Closing the Gaps: Optimality of Sample Average Approximation for Data-Driven Newsvendor Problems
Jiameng Lyu, Shilin Yuan, Bingkun Zhou, Yuan Zhou
TL;DR
This work analyzes the regret of Sample Average Approximation for data-driven newsvendor problems with general convex costs, establishing optimality under both $\alpha$-global and $(\alpha,\beta)$-local strong convexity. It introduces a gradient-approximation technique and a novel inverted-hat hard-instance class to prove a tight $\Theta(\log T/\alpha + 1/(\alpha\beta))$ upper bound under $(\alpha,\beta)$-local strong convexity, and a matching $\Omega(\log T/\alpha)$ lower bound under $\alpha$-global strong convexity. These results close longstanding gaps between upper and lower bounds and provide deeper insight into how local versus global curvature governs long-run regret in data-driven inventory decisions. The methodological contributions, including the gradient-approximation framework and the inverted-hat construction, may extend to broader data-driven stochastic optimization problems and influence design of robust data-driven policies.
Abstract
We study the regret performance of Sample Average Approximation (SAA) for data-driven newsvendor problems with general convex inventory costs. In literature, the optimality of SAA has not been fully established under both α-global strong convexity and (α,β)-local strong convexity (α-strongly convex within the β-neighborhood of the optimal quantity) conditions. This paper closes the gaps between regret upper and lower bounds for both conditions. Under the (α,β)-local strong convexity condition, we prove the optimal regret bound of Θ(\log T/α+ 1/ (αβ)) for SAA. This upper bound result demonstrates that the regret performance of SAA is only influenced by αand not by βin the long run, enhancing our understanding about how local properties affect the long-term regret performance of decision-making strategies.
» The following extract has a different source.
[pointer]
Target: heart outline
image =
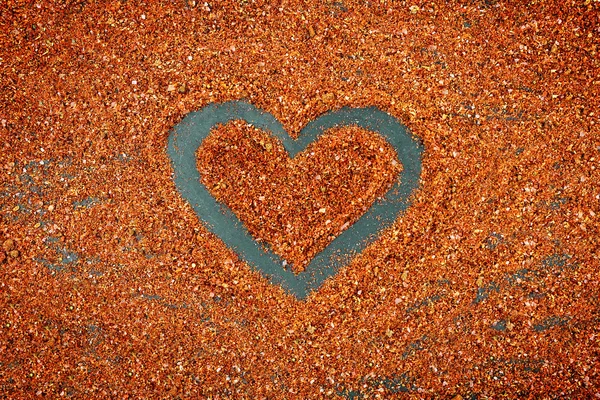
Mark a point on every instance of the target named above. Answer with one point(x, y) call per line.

Under the α-global strong convexity condition, we demonstrate that the worst-case regret of any data-driven method is lower bounded by Ω(\log T/α), which is the first lower bound result that matches the existing upper bound with respect to both parameter αand time horizon T. Along the way, we propose to analyze the SAA regret via a new gradient approximation technique, as well as a new class of smooth inverted-hat-shaped hard problem instances that might be of independent interest for the lower bounds of broader data-driven problems.